Elena Soboleva was out on Saturday night catching the convergence of art and fashion in New York’s Chelsea:
In art, much like fashion, there is a propensity to focus creative expression on the everyday experience. Through the artistic process, the banality of everyday life becomes an absurd exercise of sumptuous proportions. Whether screwing in lightbulbs in couture gowns, examining the quotidian of time or embodying heaps of salt – artists in Chelsea are styling the mundane to extraordinary heights.
As New York plays host to the Fashion Week crowd this week, the fall-winter 2011 ready to wear shows, parties, pop-up stores and ipad-toting style bloggers are creating quite the spectacle. Last Saturday, dashing between the Lincoln Center and Milk Studios, many of the tastemakers stopped in Chelsea to see some of the fashion-related art events on view.
On Saturday afternoon there was a book launch of Philip-Lorca diCorcia: ELEVEN, the accompanying publication to the show of fashion photographs by Philip-Lorca diCorcia on view at David Zwirner’s West 19th Street gallery. Both diCorcia and the book’s editor and current creative director of Barneys, Dennis Freedman, were on hand to sign copies. The publication and exhibit feature works selected from a series of eleven editorial projects the artist created for W Magazine between 1997 and 2008, all done in the artist’s unique, hauntingly manufactured version of beauty.

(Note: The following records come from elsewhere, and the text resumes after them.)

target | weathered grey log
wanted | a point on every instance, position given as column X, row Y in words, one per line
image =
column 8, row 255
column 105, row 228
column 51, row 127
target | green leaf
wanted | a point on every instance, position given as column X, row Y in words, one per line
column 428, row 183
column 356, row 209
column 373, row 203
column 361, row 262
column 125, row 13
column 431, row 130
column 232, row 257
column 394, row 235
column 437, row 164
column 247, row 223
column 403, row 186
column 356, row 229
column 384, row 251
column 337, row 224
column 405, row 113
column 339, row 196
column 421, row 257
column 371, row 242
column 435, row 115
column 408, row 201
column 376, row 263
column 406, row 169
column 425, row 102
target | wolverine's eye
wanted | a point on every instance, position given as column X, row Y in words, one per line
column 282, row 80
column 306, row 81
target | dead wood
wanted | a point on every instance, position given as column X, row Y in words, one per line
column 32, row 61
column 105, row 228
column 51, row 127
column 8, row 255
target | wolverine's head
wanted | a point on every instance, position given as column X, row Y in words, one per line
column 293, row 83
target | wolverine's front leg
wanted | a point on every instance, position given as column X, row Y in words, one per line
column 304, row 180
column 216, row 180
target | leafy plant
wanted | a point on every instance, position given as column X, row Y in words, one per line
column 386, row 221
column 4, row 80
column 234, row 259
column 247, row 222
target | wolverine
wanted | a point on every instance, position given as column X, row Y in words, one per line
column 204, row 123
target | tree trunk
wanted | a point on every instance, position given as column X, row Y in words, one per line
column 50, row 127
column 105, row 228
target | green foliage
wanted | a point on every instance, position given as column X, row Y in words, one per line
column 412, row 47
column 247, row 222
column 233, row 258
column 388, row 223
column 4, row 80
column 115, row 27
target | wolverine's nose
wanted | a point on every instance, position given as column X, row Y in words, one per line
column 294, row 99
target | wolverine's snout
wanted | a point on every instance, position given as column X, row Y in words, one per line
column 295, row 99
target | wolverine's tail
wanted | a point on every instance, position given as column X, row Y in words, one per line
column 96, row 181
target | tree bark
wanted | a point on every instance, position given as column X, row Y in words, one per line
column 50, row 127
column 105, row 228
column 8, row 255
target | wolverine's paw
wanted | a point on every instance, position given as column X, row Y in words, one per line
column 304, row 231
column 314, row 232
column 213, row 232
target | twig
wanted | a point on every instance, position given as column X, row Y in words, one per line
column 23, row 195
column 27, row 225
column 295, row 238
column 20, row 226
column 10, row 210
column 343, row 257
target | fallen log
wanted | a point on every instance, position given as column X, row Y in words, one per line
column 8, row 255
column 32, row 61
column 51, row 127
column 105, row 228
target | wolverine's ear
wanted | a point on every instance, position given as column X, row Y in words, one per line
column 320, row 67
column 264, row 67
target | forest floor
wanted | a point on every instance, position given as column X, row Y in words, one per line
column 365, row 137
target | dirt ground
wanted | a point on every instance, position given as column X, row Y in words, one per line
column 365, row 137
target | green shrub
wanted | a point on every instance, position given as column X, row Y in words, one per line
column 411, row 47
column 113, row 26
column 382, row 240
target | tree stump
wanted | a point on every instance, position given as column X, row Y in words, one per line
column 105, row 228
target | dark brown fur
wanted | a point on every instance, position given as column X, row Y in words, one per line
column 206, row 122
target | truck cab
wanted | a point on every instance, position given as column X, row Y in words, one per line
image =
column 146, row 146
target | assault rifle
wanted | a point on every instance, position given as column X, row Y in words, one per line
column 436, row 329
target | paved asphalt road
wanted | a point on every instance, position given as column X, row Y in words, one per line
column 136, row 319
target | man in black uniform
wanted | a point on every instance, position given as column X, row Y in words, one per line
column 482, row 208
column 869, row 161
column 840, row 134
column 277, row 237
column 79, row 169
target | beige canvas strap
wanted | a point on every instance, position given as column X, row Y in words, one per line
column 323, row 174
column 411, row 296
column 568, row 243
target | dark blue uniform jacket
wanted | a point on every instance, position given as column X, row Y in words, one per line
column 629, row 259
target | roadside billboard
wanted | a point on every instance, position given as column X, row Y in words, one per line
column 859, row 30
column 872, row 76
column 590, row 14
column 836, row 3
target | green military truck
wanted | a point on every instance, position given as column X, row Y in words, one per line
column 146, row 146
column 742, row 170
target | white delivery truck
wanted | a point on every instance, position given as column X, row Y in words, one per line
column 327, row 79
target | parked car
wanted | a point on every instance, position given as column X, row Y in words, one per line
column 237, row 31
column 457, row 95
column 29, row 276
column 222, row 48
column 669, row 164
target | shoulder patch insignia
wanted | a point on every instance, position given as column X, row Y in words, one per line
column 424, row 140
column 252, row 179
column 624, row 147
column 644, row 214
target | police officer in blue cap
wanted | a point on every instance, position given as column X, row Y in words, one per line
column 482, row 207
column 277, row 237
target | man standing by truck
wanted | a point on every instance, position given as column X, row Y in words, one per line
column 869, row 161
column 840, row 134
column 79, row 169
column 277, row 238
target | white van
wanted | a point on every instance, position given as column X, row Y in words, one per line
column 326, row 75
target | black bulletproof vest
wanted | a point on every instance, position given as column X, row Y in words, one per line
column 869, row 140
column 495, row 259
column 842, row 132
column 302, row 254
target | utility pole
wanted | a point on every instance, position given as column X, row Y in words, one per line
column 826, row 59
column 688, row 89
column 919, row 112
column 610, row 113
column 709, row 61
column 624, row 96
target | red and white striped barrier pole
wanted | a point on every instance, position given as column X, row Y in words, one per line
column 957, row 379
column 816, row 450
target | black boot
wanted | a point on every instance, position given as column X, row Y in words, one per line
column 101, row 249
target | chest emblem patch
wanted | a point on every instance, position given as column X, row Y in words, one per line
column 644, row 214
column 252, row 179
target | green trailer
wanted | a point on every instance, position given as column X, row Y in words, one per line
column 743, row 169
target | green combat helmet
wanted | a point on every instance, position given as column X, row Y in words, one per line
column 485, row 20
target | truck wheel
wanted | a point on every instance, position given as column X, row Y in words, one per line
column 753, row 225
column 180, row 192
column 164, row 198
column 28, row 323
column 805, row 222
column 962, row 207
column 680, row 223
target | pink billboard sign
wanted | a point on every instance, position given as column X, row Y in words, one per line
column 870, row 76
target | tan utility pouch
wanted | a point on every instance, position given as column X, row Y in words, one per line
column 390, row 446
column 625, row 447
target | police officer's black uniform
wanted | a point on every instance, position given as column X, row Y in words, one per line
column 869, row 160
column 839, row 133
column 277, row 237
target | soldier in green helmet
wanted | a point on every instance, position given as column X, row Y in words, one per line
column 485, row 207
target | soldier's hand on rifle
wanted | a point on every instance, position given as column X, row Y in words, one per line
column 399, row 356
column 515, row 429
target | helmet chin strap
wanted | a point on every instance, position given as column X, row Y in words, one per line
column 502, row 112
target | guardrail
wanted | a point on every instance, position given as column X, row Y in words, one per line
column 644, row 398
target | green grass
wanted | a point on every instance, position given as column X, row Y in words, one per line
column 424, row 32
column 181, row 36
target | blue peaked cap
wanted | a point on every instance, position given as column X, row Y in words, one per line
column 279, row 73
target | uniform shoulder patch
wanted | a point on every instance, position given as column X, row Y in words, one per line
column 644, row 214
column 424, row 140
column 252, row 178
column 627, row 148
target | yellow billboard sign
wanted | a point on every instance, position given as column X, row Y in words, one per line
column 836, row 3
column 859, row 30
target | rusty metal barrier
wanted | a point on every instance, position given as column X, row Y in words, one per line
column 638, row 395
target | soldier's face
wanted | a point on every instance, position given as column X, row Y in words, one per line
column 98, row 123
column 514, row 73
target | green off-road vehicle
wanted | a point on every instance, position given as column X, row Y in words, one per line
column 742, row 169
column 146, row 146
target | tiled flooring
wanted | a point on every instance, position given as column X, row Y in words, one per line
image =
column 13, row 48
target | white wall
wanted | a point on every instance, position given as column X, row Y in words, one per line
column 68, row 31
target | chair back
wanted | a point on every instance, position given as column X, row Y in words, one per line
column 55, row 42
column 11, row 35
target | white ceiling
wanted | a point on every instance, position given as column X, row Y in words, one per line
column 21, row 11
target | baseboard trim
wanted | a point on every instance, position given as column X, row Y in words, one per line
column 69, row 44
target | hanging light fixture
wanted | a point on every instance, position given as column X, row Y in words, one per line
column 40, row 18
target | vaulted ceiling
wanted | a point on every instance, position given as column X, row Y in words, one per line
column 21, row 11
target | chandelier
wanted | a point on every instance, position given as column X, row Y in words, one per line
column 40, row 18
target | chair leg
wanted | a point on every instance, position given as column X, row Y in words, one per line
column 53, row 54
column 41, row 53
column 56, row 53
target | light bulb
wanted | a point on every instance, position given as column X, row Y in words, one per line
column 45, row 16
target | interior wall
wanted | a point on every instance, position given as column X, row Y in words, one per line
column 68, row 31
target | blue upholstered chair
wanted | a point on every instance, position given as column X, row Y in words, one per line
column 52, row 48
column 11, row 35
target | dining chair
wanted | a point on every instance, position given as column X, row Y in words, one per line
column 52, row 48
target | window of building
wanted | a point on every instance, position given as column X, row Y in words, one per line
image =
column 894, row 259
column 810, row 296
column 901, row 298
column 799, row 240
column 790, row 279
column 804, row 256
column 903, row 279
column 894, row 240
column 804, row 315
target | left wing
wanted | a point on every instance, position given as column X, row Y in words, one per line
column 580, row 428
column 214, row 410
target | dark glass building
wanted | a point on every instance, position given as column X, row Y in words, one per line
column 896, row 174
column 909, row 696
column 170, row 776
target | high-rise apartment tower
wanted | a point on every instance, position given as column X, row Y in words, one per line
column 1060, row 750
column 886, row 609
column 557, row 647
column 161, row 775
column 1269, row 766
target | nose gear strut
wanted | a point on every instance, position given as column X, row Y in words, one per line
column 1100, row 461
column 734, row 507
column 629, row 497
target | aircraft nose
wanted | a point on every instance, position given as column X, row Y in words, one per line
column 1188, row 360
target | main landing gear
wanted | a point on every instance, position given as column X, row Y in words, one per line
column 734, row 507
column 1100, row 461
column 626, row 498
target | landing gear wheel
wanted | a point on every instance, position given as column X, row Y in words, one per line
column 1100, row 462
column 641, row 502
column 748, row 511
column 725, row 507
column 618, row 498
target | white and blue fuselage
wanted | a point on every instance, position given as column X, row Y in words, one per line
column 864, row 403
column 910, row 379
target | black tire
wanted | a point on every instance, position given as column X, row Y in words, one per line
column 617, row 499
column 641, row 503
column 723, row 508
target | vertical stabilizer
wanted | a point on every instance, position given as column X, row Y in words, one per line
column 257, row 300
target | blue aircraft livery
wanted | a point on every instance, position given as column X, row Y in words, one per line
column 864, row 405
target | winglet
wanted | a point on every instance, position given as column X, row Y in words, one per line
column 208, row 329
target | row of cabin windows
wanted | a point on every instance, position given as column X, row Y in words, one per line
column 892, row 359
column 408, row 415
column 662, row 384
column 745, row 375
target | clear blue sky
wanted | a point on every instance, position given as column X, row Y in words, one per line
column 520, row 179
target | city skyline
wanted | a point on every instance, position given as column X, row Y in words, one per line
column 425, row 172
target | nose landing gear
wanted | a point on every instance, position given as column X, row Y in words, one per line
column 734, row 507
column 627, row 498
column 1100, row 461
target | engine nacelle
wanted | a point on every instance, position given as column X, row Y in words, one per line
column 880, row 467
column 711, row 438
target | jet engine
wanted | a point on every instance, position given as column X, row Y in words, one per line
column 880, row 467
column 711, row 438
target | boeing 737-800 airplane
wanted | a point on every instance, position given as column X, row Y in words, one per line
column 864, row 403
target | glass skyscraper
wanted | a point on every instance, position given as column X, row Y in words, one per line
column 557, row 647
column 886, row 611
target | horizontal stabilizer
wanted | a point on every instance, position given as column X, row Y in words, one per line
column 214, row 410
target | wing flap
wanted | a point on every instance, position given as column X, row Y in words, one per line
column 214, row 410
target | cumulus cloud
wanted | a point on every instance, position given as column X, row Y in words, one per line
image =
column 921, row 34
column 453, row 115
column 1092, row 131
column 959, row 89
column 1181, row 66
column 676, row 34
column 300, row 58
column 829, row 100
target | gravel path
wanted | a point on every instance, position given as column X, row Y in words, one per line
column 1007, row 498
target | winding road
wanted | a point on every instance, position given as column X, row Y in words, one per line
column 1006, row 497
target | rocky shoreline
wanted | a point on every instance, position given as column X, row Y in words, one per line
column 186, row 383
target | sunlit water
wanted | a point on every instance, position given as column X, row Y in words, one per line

That same evening, Mary Boone gallery on 24th Street held an opening for the always-stylish Terence Koh, and his latest exhibit nothingtoodooterencekoh. Beyond the draped entranceway, there was a conical pile of salt, around which the artist slowly inched on his knees – barefoot, dressed in all-white. The guests, definitely not salt-of-the-earth types, stood in contrast to the implausible display and included Derek Blasberg and Julian Schnabel. The ethereal theme was carried through to Mary Boone’s attire: head-to-toe white topped with an exquisite white fur hat. The accompanying press release, handwritten and more subdued than Koh’s usual output, spoke of peace and the transformation of states – timely as guests whispered of the ‘pyramid’ of salt. KOH press release
After Koh, I made my way to see Marclay’s 24 hour film The Clock, which has already gained a near-cult status, and generated an unceasing line outside the Paula Cooper gallery. After waiting about half an hour I was let into the darkened inner space, which had been converted into a mock movie theatre. The intricate splicing of movie clips where time is made apparent, synced to our real time and woven into a narrative was truly enthralling. Like an optical illusion, the film was captivating in its simplicity and execution, bringing to the forefront a language of signifiers ingrained, but unknown to us in the pop culture of cinema.
I left around 10:30pm, wishing I could stay longer. I had a sort of art-high, the ecstatic feeling one gets which makes worthwhile all the bad art one endures to get it. The line had lengthened while I was inside. Leaving one could see one of those rare scenes where art transcends the ordinary. There in line, anticipating the work they were about to enjoy,were high school kids with bright coloured hair, parents with toddlers in arms, esteemed collectors and awkward first dates all stood in line complaining about the cold.